PZ’s absolutely fucking brilliant agit-prop saga has come to an anti-climactic conclusion. Flames were hurled, trolls were legion, death threats and unsubtle substitutes for them were made, and in the end, Jesus a flavorless cracker was nailed and tossed in the garbage where it belongs. Of course, there is still room for a little more drama, and everyone’s favorite gibbering right-wing Catholic gasbag has stepped up to the plate to provide it. Yes folks, the sovereign of snivel, the monarch of moan and, well, the guy who thinks Hollywood is controlled by secular Jews who hate Christianity but apparently really love buttsecks, i.e. Bill Donahue of the Catholic League, has deigned to speak on the matter. He’s got PZ’s number too, because he’s filing a formal complaint in the hopes of getting PZ banhammered IRL:
“A formal complaint against Myers has already been made. What he did—in both word and deed—constitutes a bias incident, as defined by the University of Minnesota. The policy says that ‘Expressions of disrespectful bias, hate, harassment or hostility against an individual, group or their property because of the individual or group’s actual or perceived race, color, creed, religion…can be forms of discrimination. Expressions vary, and can be in the form of language, words, signs, symbols, threats, or actions that could potentially cause alarm, anger, fear, or resentment in others…even when presented as a joke.’

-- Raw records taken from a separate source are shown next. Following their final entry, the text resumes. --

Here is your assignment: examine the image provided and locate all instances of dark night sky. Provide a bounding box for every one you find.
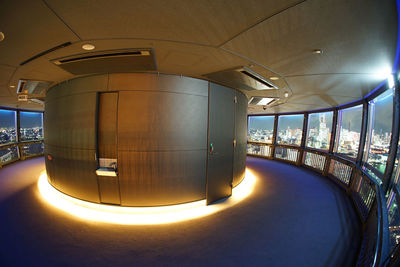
[0,110,42,128]
[249,92,393,133]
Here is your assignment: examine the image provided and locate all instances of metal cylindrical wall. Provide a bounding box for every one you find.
[44,73,247,206]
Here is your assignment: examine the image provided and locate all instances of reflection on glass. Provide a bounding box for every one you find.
[335,105,363,158]
[277,114,304,146]
[22,143,44,157]
[20,112,43,141]
[387,190,400,251]
[307,111,333,150]
[0,110,17,144]
[392,140,400,185]
[0,146,18,164]
[248,116,275,144]
[364,90,393,173]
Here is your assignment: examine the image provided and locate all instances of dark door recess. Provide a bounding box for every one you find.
[206,83,235,204]
[96,92,121,205]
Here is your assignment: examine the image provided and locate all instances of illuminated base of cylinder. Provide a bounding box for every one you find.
[38,169,256,225]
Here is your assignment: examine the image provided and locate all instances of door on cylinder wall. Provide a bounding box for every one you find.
[96,92,121,205]
[206,83,235,204]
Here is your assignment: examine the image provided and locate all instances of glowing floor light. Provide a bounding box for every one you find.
[38,169,256,225]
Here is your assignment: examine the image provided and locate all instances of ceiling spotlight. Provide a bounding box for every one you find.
[82,44,96,50]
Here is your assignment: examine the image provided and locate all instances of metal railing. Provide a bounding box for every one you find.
[0,140,44,168]
[247,142,388,266]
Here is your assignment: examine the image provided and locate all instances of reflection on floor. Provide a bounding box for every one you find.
[0,158,360,266]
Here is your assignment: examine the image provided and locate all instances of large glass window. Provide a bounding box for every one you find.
[19,111,43,141]
[335,105,363,158]
[364,90,393,173]
[277,114,304,146]
[248,116,275,144]
[307,111,333,150]
[0,110,17,144]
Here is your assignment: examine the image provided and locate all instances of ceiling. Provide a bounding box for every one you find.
[0,0,398,113]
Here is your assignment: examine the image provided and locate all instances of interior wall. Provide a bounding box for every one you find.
[44,73,247,206]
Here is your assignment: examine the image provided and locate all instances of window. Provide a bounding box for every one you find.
[307,111,333,150]
[0,146,18,165]
[0,110,17,144]
[364,90,393,174]
[248,116,275,144]
[20,111,43,141]
[277,114,304,146]
[335,105,363,159]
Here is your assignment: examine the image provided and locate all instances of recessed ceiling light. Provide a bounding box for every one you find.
[82,44,96,50]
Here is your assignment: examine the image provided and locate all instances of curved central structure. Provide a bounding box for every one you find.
[44,73,247,206]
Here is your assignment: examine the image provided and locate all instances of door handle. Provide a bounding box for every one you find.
[209,143,218,155]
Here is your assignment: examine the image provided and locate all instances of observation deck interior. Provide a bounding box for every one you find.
[0,157,361,266]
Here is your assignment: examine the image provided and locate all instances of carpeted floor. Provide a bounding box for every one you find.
[0,157,361,266]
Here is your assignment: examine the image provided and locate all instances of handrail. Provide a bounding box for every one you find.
[0,139,44,168]
[248,141,388,266]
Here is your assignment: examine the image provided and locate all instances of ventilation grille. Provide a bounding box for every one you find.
[17,79,52,95]
[203,67,279,91]
[51,48,157,75]
[249,96,279,106]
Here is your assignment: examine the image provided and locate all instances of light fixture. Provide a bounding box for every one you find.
[82,44,96,50]
[257,97,276,106]
[38,169,257,225]
[387,74,394,89]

Of course, if the bias Butthurt Bill has in mind is being expressed against a barbarous relic of medieval superstition, anti-Semitism, and the general idea that mundane objects can reasonably claim a sacrosanct status on the basis of unfounded religious claims, then Butthurt Bill just might be onto something. Of course that isn’t the case, and Butthurt Bill is endeavoring to get PZ fired under the delusion that the Catholic faithful can still lynch anyone who dares insult or even critique their belief system. Of course, the logic is completely contrived, as PZ even went out of his way to show that his denial of the concept of “sacredness” extends far beyond Catholicism and into his own non-theistic persuasion. And furthermore, he did it on his own time and not that of the university. Butthurt Bill is full of nothing but bluster, but I must admit, I find it awfully entertaining to watch this loud-mouthed drama-whore beat his chest. Something tells me he’s just stupid enough to think someone is actually intimidated.
UPDATE: Apparently, Daniel Davies has decided to retaliate on behalf of the Catholic church by…telling children that rainbows prove the existence of God. Hmmmm, I’m strangely not inspired to burn a Sunday School in retaliation. On the other hand, I farted loudly while I was reading the post, which made it exponentially funnier.
UPDATE II: Yet more butthurt for the bellowing asswipe.
UPDATE III: And for even more lulz, watch Chris over at Mixing Memory figuratively piss all over himself. I especially love the irony of calling PZ and “adolescent ass” while at least half the rant is a transparent temper tantrum over the fact that PZ is more popular than he is.